Alice olhou para a filha e encolheu os ombros. Não estava a perceber nada daquela conversa. Ágata rolou os olhos para a mãe e decidiu tomar conta da situação, já que estava mais habituada a falar com rapazes da mesma idade. Às vezes era necessário insistir.
– O que é o arco? – Perguntou ela com curiosidade.
– Não é o arco, já disse. É a ARCU.
– Desculpa. O que é a arco?
– É a Ação Revolucionária Climática Universal.
– E quem é o Anastácio.
– É o vizinho do terceiro do onze.
A mãe de Carlos explicou que o prédio número 11 ficava mesmo em frente ao deles e que um dos habitantes do terceiro andar se chamava Anastácio. Era um jovem de vinte e poucos anos que vivia com os pais e estudava na universidade.
– E que fez o Anastácio? – Continuou Ágata com o seu interrogatório.
– Ele e os amigos da ARCU fizeram uns planos, construíram uma catapulta e atiraram aquelas coisas todas para o meio da rua. Eu vi os planos através da janela do meu quarto e perguntei-lhes se podia fazer parte da equipa, mas eles riram-se e disseram que eu era muito novo. Avisaram-me para não dizer nada a ninguém, mas eu não gosto que gozem comigo. É claro, quando tentei avisar os vizinhos, a televisão e até a polícia, ninguém acreditou em mim. Então pensei que era justo que continuasse a cair a chuva estranha.

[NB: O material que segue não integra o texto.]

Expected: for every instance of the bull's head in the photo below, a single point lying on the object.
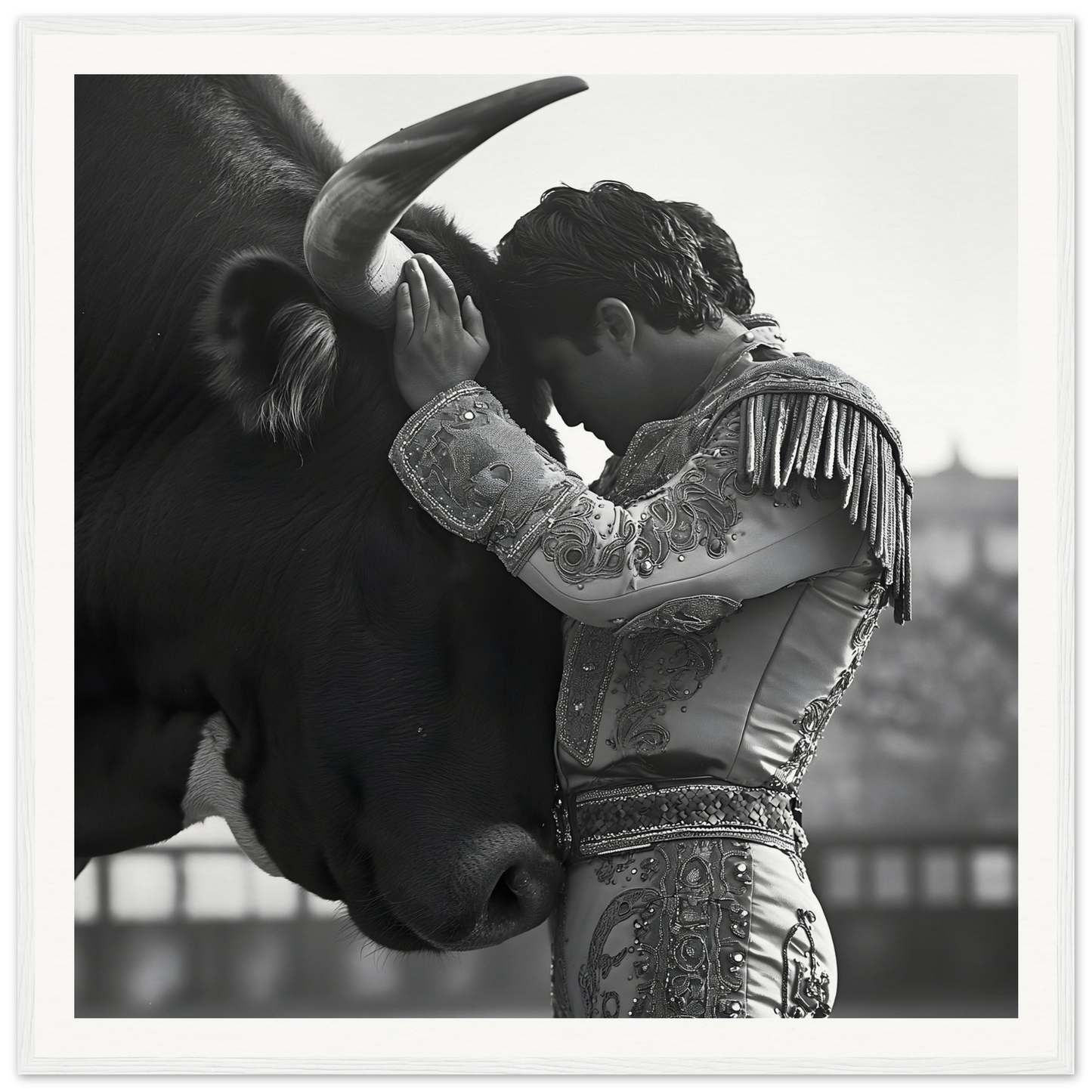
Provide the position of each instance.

– Onde é que eles puseram a catapulta?
– O melhor sítio para esconder uma coisa é à vista de toda a gente. A catapulta está no descampado ao lado do campo de futebol coberta por canas, folhas e ramos de árvores. Para quem olha sem atenção parece ser um monte de lixo de jardim e como ninguém faz nada em relação ao lixo, ali fica, intocável. É um plano genial. De qualquer forma, a ideia deles era a de serem descobertos eventualmente.
– Onde é que eles arranjaram o piano, o trigo e os sabonetes, sabes? – perguntou Alice.
– O piano estava lá no descampado há uns dois anos. Como disse, ninguém faz nada em relação ao lixo. Estava velho e estragado, mas depois de ter ficado desfeito com a queda, ninguém reparou nisso. O resto das coisas não sei onde as arranjaram. Mas um deles trabalha num daqueles grandes supermercados que vendem coisas em grandes quantidades. Talvez tenha sido aí.
– Mas porque é que fizeram tudo isto?
– Era um protesto. Quando as pessoas descobrissem seriam alertadas para a causa da ARCU. Era para ganhar publicidade. Por isso é que não se importavam de ser descobertos.
– Podiam ter-se revelado logo a seguir a atirarem o piano, – disse Ágata. – Isso foi brutal!
– A ideia era repetir várias vezes. Hoje em dia já ninguém liga a coisas isoladas, por mais estranhas que sejam.
– Já estou a perceber, – disse Alice. – Eles queriam fazer um protesto que chamasse a atenção das pessoas para a sua causa que, pelo nome da ARCU, presumo que é lutar contra as alterações climáticas. Era essa a razão.
No dia seguinte, depois de avisadas as autoridades, os membros da ARCU foram entrevistados em todos os canais de televisão. A sua estratégia tinha resultado, ganharam imensa publicidade e durante vários dias não se falou de outra coisa.
O momento alto dessas reportagens e entrevistas foi quando a enérgica jornalista Andreia voltou a entrevistar Carlos, reconhecendo-lhe todo o mérito.
– Afinal tinhas razão, a culpa foi mesmo das alterações climáticas.
– Foi o que eu sempre disse, – concluiu Carlos.